One of the most important roles of business journalism is to hold some of the world’s richest and most powerful people to account. It can be a challenging task, because misbehavior in business is often hard to prove and because the offenders often firmly believe that they have done nothing wrong. The line, for example, between judicious tax avoidance and criminal tax evasion is often narrow.
Yet it is a crucial missed opportunity – even a dereliction of duty to society – for reporters and editors to shrink from this task. Capitalism has many virtues, if the participants play by the rules. It allocates resources efficiently, creates jobs and wealth, and reduces the risk that workers or money will be wasted. But playing by the rules is much more likely if business leaders know that someone is watching.
This came home to me powerfully in the last of my 16 years of editing The Wall Street Journal, 2006-2007. Journal reporters had discovered that there was a high probability that executives at quite a few companies – they initially had identified around 10 – had maneuvered to secretly alter, to “backdate,” the timing of grants of stock options. Options had exploded as a way of compensation, because they allowed favored employees to benefit from the rise in their companies’ stock price without having to put their own money at risk.
As most readers of this will know, a stock option confers the right to buy a certain number of shares at a fixed price for a specified period. If the “strike price” is, say, $100 per share, and the price rises to $150, the employee can buy the stock for $100 and sell it for $150 the same day, realizing an instant $50 profit on each share.
Some executives in the halcyon years at the end of the 20th century and the beginning of the 21st realized tens of millions of dollars, or even hundreds of millions of dollars, in this fashion.
Not content with such largesse, some executives and companies began to try to stack the deck. Under options plans approved by shareholders, the strike price was typically tied tightly to the day on which directors approved the option grant. Some companies tried to pick a day when the price was artificially low – such as immediately after a negative news announcement (known to some as “bullet-dodging”) or just before a favorable announcement (“spring loading”). A bit sleazy, but within the letter of the law. The lower the strike price, the greater the chances of ultimate profit .
Going even further, other companies falsified the date on which the option was granted, “backdating” the strike price to a figure days or even weeks earlier when the market price of stock was near a monthly or quarterly low. In itself, backdating wasn’t illegal, so long as shareholders were told.
Because companies didn’t want to change the shareholder-approved option plan, and because of certain unpleasant tax and accounting issues, they typically failed to make the disclosure and change the plan.
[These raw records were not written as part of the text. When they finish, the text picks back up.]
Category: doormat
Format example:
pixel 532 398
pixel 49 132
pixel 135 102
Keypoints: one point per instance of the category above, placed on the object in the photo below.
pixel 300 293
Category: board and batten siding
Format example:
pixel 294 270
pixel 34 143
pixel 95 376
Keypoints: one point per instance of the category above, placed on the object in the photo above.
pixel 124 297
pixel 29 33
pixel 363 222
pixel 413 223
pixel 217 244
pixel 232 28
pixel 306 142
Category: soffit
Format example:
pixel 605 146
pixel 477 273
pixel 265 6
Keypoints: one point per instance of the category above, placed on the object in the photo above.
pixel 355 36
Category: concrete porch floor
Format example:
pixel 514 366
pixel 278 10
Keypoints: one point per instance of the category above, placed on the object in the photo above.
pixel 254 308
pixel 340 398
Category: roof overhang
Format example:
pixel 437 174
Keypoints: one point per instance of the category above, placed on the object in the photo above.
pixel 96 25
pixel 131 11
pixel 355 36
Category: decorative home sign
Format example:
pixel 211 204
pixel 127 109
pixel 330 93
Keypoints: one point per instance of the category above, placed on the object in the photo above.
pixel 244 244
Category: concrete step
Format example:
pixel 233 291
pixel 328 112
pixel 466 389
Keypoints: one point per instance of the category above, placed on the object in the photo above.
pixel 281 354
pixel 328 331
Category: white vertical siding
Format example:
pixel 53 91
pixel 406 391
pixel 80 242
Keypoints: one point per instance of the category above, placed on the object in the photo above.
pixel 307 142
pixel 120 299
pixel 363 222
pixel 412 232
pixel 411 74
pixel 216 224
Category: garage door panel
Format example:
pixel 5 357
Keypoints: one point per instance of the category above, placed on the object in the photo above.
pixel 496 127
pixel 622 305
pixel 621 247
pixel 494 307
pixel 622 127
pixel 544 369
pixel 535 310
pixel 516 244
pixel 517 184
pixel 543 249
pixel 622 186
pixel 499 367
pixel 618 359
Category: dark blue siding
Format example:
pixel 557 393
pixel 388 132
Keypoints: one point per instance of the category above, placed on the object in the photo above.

In other words, they were lying to their shareholders.
Journal reporters couldn’t prove that this was being done. But on March 18, 2006, they produced an extraordinary front-page story, “Perfect Payday.” It identified 10 companies whose pattern of options grants hit so consistently at low price points that, according to rigorous computer analysis, the odds against doing that by chance were better than those against a random $1 bet winning the multi-state Powerball lottery.
Initially, all 10 companies denied backdating and attributed the success to luck. Leading business champions took us to task, saying we were making mountains out of technicality molehills. The late Steve Jobs, the brilliant founder of Apple computer, yelled at me over the phone for half an hour, accusing me of “East Coast bias,” even though I had worked in California long enough that two of my four children were born there.
But led by a couple of top Journal editors, Daniel Hertzberg and Gary Putka (now both at Bloomberg News), reporters Mark Maremont, James Bandler, Charles Forelle, and Steve Stecklow persevered, producing a dozen follow-up stories during the ensuing six weeks.
Soon, directors at companies all around the country were asking, “Do we have a problem?” As they poked into their own records, sometimes with the aid of outside counsel, they found dirty linen that led them to report errant behavior to the authorities, and sometimes oust respected executives. In the end, 130 companies were implicated (including all those in the original story), and 50 top executives or directors resigned or were fired.
Was backdating options the worst transgression business executives have ever committed? Hardly. But in an era of mounting inequality, it only seems fair to hold the most favored few to playing by the rules. This work reminded people with great power that someone is watching, and that’s a noble task.